As crianças mortas no massacre do Sri Lanka: 'Meu filho não sabia o significado da palavra bomba'
Acredita-se que um quinto das vítimas de ataques a bomba sejam crianças - todas da primeira geração que cresceu livre da violência da guerra civil que marcou país por 30 anos.
Vestidos com a melhor roupa para participarem da missa de Páscoa, dezenas de crianças morreram ou ficaram feridas no massacre no Sri Lanka, que viu terroristas explodirem igrejas e hotéis de luxo há uma semana.
Essas crianças faziam parte da primeira geração que nasceu e cresceu livre da violência de uma guerra civil que assolou o país por décadas, mas que foi controlada com um acordo de paz selado em 2009.
As histórias desses meninos e meninas que perderam suas vidas ou que ainda lutam para sobreviver depois dos ataques faz parte de narrativa devastadora e, ao mesmo tempo, bastante familiar para o povo cingalês.
A BBC News conta, nesta reportagem, a história de algumas dessas crianças.
Quando Sneha Savindri Fernando foi à Igreja de São Sebastião, em Negombo, no oeste do país, ela estava com a cabeça em outro lugar. Tinha passado semanas organizando o próprio aniversário, o de número 13. Uma festa que não conseguiu celebrar.
"Ela era como um passarinho. Adorava dançar, dançava por qualquer coisa. Se você a pedisse para dançar, ela pulava dentro de sari ou de saia longa", diz sua mãe, Nirasha Fernando.

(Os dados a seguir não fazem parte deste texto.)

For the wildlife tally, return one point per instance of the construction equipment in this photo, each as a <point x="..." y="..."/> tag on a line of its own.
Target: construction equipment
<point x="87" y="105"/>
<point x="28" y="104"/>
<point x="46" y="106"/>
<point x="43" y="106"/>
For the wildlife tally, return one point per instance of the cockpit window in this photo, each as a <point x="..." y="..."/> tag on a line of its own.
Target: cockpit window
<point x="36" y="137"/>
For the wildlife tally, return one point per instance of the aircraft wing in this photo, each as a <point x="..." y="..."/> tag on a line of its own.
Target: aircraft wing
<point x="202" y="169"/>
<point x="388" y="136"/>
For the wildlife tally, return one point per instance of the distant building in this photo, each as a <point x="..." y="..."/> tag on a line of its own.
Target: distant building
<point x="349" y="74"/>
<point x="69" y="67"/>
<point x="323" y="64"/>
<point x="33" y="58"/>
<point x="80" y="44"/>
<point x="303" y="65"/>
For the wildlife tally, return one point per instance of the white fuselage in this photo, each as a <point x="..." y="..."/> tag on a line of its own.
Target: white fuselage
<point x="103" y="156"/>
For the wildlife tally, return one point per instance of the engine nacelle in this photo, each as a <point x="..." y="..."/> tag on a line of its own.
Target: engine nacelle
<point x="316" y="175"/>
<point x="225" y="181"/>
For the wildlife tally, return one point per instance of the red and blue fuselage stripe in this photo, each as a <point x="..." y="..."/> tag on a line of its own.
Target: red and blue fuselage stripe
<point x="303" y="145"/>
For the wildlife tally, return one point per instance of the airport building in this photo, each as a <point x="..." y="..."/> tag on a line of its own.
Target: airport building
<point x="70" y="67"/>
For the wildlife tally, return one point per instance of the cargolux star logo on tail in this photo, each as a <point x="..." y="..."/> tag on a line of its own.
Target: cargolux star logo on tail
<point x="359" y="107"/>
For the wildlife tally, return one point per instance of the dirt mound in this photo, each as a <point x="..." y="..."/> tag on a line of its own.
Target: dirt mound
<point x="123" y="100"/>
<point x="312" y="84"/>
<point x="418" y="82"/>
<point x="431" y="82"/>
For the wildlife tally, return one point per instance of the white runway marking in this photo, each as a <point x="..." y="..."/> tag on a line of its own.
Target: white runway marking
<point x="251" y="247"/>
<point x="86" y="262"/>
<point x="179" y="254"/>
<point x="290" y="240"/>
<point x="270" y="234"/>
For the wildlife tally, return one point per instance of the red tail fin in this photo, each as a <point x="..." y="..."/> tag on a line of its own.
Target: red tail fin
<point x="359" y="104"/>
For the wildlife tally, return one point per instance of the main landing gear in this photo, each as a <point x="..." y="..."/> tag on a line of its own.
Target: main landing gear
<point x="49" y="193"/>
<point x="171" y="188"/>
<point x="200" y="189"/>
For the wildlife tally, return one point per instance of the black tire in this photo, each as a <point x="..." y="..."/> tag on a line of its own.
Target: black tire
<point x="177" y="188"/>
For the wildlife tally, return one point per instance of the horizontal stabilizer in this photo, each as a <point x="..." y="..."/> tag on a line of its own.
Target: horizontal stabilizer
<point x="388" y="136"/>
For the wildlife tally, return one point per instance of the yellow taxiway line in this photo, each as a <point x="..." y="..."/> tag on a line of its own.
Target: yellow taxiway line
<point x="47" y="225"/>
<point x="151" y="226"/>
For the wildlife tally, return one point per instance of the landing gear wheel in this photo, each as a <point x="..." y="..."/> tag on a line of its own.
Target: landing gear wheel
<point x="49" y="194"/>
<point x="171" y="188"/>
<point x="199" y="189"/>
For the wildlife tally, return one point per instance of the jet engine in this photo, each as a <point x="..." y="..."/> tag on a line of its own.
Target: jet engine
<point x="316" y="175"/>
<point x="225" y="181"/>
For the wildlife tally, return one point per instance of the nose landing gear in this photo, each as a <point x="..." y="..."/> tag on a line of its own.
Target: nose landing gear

Sneha, a mãe e os vizinhos, Gayani e Tyronne, foram todos juntos de bicitáxi à igreja. Apenas Nirasha voltou com vida para casa.

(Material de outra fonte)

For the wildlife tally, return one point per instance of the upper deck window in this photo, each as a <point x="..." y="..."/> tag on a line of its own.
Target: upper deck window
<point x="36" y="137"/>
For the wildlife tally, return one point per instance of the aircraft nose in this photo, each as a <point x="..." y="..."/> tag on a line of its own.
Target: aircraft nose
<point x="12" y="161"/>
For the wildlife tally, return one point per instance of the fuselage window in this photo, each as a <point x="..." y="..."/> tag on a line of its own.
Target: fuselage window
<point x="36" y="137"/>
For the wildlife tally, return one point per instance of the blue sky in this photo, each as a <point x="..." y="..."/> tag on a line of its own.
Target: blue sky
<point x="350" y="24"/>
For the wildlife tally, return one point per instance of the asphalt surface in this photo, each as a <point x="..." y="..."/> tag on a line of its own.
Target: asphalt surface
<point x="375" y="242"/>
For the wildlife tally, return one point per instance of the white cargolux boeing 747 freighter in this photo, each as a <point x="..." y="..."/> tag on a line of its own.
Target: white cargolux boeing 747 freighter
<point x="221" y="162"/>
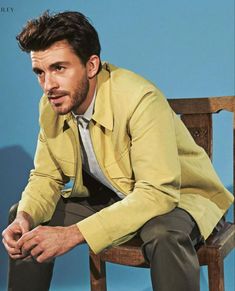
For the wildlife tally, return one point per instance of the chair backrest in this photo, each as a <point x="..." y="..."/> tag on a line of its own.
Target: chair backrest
<point x="196" y="113"/>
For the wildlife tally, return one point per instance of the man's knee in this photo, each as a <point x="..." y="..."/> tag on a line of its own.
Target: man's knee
<point x="12" y="213"/>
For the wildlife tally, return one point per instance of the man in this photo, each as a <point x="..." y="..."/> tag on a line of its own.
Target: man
<point x="134" y="166"/>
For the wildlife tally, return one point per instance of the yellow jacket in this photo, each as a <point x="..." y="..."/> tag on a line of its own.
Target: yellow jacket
<point x="144" y="150"/>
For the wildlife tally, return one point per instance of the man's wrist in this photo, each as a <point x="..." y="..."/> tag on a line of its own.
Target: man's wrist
<point x="77" y="235"/>
<point x="22" y="215"/>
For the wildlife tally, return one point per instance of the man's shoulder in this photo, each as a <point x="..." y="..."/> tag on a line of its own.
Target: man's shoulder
<point x="47" y="116"/>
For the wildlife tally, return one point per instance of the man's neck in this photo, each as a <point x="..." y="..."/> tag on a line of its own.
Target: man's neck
<point x="92" y="87"/>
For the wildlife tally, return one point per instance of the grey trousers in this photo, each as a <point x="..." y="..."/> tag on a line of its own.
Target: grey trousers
<point x="168" y="244"/>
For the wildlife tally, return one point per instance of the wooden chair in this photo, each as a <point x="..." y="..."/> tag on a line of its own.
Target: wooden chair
<point x="197" y="115"/>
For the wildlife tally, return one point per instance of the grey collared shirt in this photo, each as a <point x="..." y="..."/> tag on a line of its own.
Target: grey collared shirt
<point x="89" y="161"/>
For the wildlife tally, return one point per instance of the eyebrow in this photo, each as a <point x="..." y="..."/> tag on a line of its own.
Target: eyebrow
<point x="51" y="67"/>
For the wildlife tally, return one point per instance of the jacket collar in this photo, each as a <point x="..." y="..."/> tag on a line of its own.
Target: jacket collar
<point x="103" y="113"/>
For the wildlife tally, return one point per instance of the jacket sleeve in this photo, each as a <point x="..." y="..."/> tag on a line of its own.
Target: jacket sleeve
<point x="45" y="183"/>
<point x="156" y="168"/>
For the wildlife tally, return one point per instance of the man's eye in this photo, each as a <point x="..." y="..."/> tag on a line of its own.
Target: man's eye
<point x="59" y="68"/>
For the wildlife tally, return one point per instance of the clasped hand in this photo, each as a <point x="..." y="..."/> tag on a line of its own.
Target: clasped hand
<point x="46" y="242"/>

Sneha é uma das vítimas do homem-bomba que entrou na igreja da comunidade de Negombo, em Katuwapitiya, no dia 21 de abril.
Cinco ataques simultâneos em outros lugares do país foram registrados, além de duas explosões posteriores.
Cheio de crianças
Uma das primeiras coisas que chamaram atenção dos serviços de emergência foi a grande quantidade de crianças entre os mortos.
Ainda não é sabido o número total de vítimas - o governo chegou a reduzir em 100 os registros -, mas funcionários do governo acreditam que crianças representam mais de um quinto dos mortos.
Isso aconteceu porque os terroristas agiram na manhã do domingo de Páscoa, importante data para os católicos e feriado em muitos países. Além das igrejas, os restaurantes dos hotéis de luxo alvos das explosões estavam cheios de hóspedes tomando café da manhã.
Na casa da família Fernando, prevalece o vazio.
A mãe de Sneha, que também ficou ferida, olha com angústia para a foto da filha. Um fragmento da bomba lhe arrancou parte do lábio superior e ela própria vai carregar para sempre uma cicatriz, uma espécie de lembrança forçada da sua perda.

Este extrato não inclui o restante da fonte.